Based on the Intel document referenced in my first post the same code running on the Xeon Phi should take between 2s and 4s.

It would be great if somebody who has Matlab 2015a and Xeon Phi 31sp1 could test the same code and report the result.

Mihail_C_ · ‎11-16-2015

@Amr S:

Matlab 2015a comes with MKL 11.1.1 while the most recent Intel version for MKL is 11.2.4.

One can get the most recent MKL either by updating the Intel products which include it (like the Parallel Studio) or by getting the free version from here: https://software.intel.com/sites/campaigns/nest/

After downloading and installing the latest version of MKL we can make Matlab use it by following the steps in the tutorial: Using Intel® Math Kernel Library with MathWorks* MATLAB* on Intel® Xeon Phi™ Coprocessor System

If we launch Matlab like in the tutorial, it uses the most recent MKL version (11.2.4).

If we launch Matlab normally, it uses the MKL version it came with (11.1.1).

This is why I could test that the host code (the code running on i7) with both versions (11.1.1. and 11.2.4). I had to test the host code with both versions anyway, to be sure the newer version 11.2.4 does work with Matlab 2015a.

By seeing the code on the host works with 11.2.4 when offloading is disabled I could narrow the problem down to the offloading mechanism.

In your case it takes 73 seconds to run the matrix multiplication code offloaded on the Xeon Phi? Or is it 73s running on the i7?

Because if it takes 73s offloaded on Xeon Phi from Matlab 2011, then it would give even more weight to the hypothesis the problem might be with how Matlab 2015a offloads to the Phi.

Frances_R_Intel · ‎11-18-2015

You could try decreasing the memory size - you don't actually have a full 8 GB - you loose some of the memory for the RAM disk. But I doubt that is the problem.
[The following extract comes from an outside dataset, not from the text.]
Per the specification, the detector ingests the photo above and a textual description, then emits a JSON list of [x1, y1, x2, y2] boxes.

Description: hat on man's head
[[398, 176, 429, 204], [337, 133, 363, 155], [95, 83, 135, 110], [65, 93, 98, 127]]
Have you tried using the OFFLOAD_REPORT environment variable. It can be set to 1, 2 or 3 depending on how much information you want it to give you. At least that will tell you for sure if it really is the offload that is taking up all that time.

Mihail_C_ · ‎11-19-2015

Frances Roth (Intel) wrote:

You could try decreasing the memory size - you don't actually have a full 8 GB - you loose some of the memory for the RAM disk. But I doubt that is the problem.

Yes, you are right, the RAM disk is not an issue. I did try with other values both for the memory and for the matrix sizes

Frances Roth (Intel) wrote:

Have you tried using the OFFLOAD_REPORT environment variable. It can be set to 1, 2 or 3 depending on how much information you want it to give you. At least that will tell you for sure if it really is the offload that is taking up all that time.

I'd like to try that but googling "OFFLOAD_REPORT Xeon Phi Matlab" resulted in examples for Linux while I am running on a Windows machine.

I suppose the first step would be to set the the environment variable with

set OFFLOAD_REPORT = 3

but I am at a loss about what to do after that. Could you kindly advise me about the rest of the things I need to add to the .bat file?

Thanks!

Mihail_C_ · ‎11-23-2015

Could this be because the OpenCL runtime installed is 14.2 (the latest which supports Xeon Phi on Windows, and which requires MPSS 3.2 or 3.2.3) while my MPSS is 3.6 (the latest available)?

At first glance there should be no reason to behave like that since MKL has nothing to do with OpenCL, but I have noticed that OpenCL also misbehaves when I attempt to execute code on the Xeon Phi (code compiles without problems but then the application crashes).